Suspension, Modification or Revocation for Cause. Any permit or variance heretofore or hereafter granted may be revoked, modified or its use suspended, by the same decision-making authority and procedure which would approve the permit or variance under this title. Prior to taking any action the applicant shall be given notice by U.S. mail at least 10 business days prior to the date of the proposed revocation, modification or suspension and have an opportunity to be heard by the issuing body prior to any such revocation, modification or suspension. An application for such modification, suspension or revocation may be filed, along with applicable fees, by any person.

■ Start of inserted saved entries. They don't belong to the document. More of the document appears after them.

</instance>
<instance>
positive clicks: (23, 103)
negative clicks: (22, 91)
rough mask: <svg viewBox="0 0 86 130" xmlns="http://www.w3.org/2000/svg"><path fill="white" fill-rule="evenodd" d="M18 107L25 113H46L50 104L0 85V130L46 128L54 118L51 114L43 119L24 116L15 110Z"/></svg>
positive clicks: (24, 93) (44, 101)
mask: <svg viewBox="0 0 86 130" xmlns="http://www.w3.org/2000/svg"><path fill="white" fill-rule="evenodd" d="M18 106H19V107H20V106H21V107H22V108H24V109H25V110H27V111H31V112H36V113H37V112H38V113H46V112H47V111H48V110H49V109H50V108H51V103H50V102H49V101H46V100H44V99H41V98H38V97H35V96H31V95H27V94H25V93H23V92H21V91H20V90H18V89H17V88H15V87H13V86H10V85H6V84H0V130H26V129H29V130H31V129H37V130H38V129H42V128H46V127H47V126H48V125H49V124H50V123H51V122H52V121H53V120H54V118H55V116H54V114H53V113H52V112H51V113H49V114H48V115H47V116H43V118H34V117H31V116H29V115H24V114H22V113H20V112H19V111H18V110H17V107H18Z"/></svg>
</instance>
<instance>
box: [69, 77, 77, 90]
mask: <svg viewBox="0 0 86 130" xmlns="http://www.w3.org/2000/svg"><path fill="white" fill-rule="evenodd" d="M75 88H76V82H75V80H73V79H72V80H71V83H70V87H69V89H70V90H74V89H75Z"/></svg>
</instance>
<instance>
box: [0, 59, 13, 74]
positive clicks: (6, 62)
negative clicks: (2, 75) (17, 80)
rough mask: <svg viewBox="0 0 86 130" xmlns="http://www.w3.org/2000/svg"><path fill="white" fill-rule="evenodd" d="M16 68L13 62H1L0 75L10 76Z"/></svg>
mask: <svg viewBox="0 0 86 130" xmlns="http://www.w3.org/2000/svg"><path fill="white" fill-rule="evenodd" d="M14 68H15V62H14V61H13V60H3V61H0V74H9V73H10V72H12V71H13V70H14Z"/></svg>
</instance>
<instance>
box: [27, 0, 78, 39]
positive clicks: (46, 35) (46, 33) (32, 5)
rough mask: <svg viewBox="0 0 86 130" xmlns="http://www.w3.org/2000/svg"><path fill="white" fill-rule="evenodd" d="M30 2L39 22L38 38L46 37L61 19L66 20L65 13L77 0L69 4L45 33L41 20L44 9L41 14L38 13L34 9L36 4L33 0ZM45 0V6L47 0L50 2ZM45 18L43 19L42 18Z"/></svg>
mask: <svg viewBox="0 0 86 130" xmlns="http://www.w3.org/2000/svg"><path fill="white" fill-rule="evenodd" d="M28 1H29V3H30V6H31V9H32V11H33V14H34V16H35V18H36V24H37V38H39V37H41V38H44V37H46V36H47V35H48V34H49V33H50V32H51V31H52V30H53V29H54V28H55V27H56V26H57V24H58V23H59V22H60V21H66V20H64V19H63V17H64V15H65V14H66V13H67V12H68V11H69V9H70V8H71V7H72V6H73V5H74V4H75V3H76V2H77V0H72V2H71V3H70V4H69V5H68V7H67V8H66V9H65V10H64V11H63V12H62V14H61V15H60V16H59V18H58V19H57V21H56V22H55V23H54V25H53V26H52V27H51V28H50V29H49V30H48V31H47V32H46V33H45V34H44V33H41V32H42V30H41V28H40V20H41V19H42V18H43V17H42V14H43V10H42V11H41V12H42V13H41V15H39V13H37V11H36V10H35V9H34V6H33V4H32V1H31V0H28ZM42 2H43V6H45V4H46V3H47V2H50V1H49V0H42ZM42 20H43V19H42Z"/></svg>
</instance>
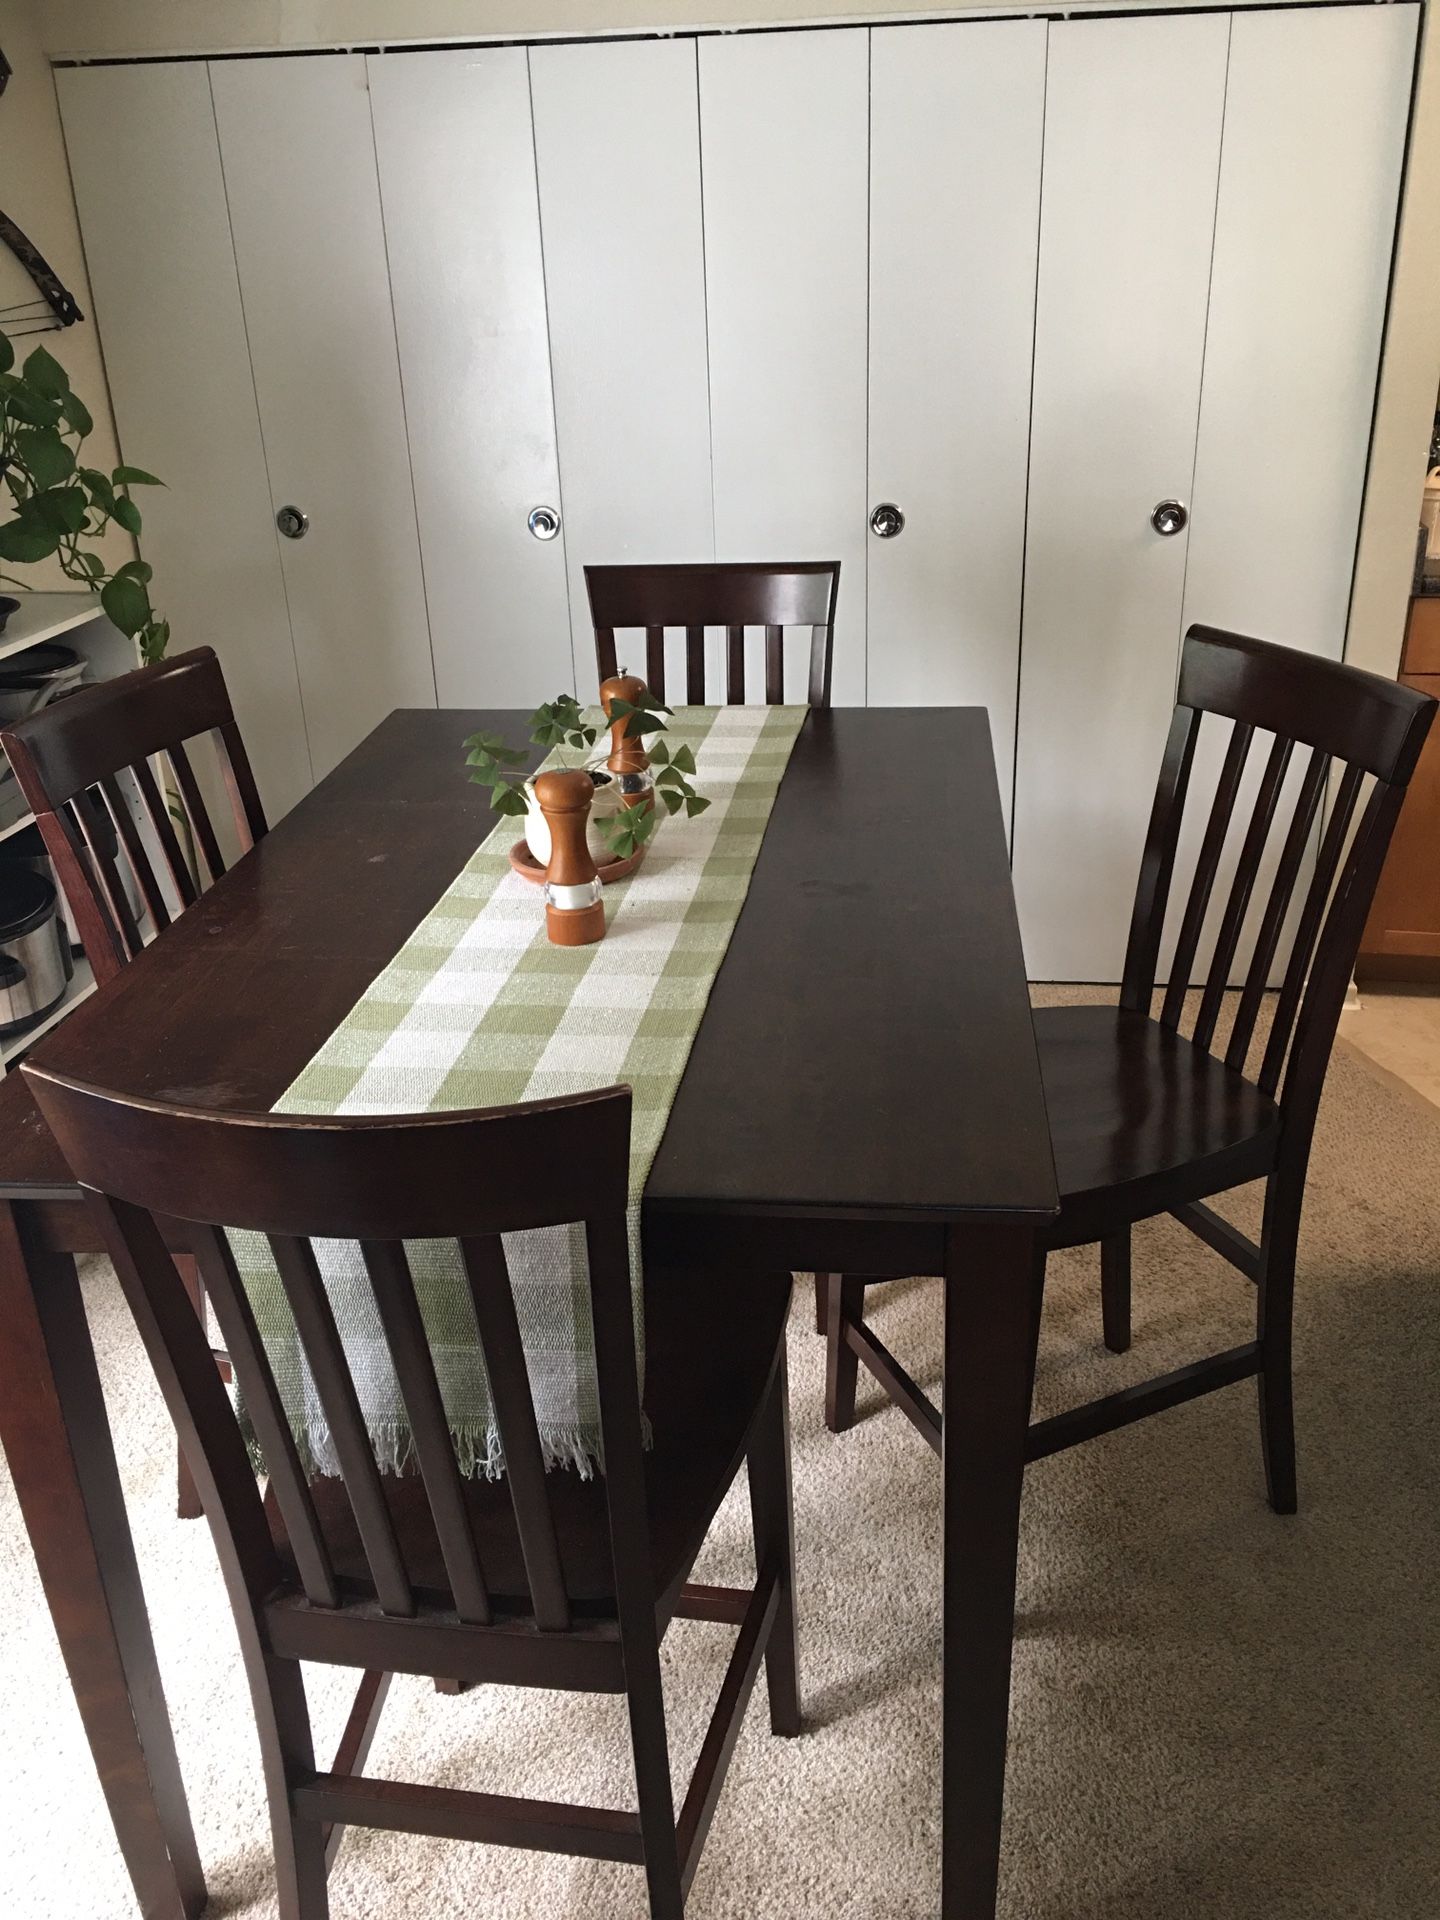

The applicant for such modification, suspension or revocation shall have the burden of proving one or more of the following causes:
1. 
The application request, which was submitted, was not in full, true and correct form.
2. 
The entitlement for which an approval was granted does not comply with the terms and conditions of the entitlement.
3. 
The entitlement was issued erroneously.
4. 
The project is not in compliance with terms or conditions of the permit or variance.
5. 
The project subject to the permit or variance, or any portion thereof, is or has been used or maintained in violation of any statute, ordinance, law or regulation.
6. 
The use for which the permit or variance was granted has not been exercised for at least 12 consecutive months, has ceased to exist or has been abandoned.
7. 
The use for which the permit or variance was granted has been so exercised as to be detrimental to the public health, safety or general welfare or as to constitute a nuisance.
8. 
Changes in technology, or in the type or amount of development in the vicinity of the use or other good cause warrants modification of conditions of operation or imposition of additional conditions of operation to assure that the use remains compatible with existing and potential uses of other property within the general area in which the use is located.
C. 
Nonwaiver. The failure of the community development director, planning commission or city council to revoke a variance or permit, or to suspend its use, whenever cause therefor exists or occurs, does not constitute a waiver of such right with respect to any subsequent cause for revocation or suspension of the use.
D. 
Prohibition. No person shall carry on any of the operations authorized to be performed under the terms of any permit or variance during any period of suspension thereof, or after the revocation thereof, or pending a judgment of court upon any application for writ taken to review the decision or order of the final appeal body in the city in suspending or revoking such permit or variance; provided, however, that nothing herein contained shall be construed to prevent the performance of such operations as may be necessary in connection with a diligent and bona fide effort to cure and remedy the default, noncompliance or violation, for which a suspension of the permit or variance was ordered by the applicable city entity, or such operations as may be required by other laws and regulations for the safety of persons and the protection and preservation of property.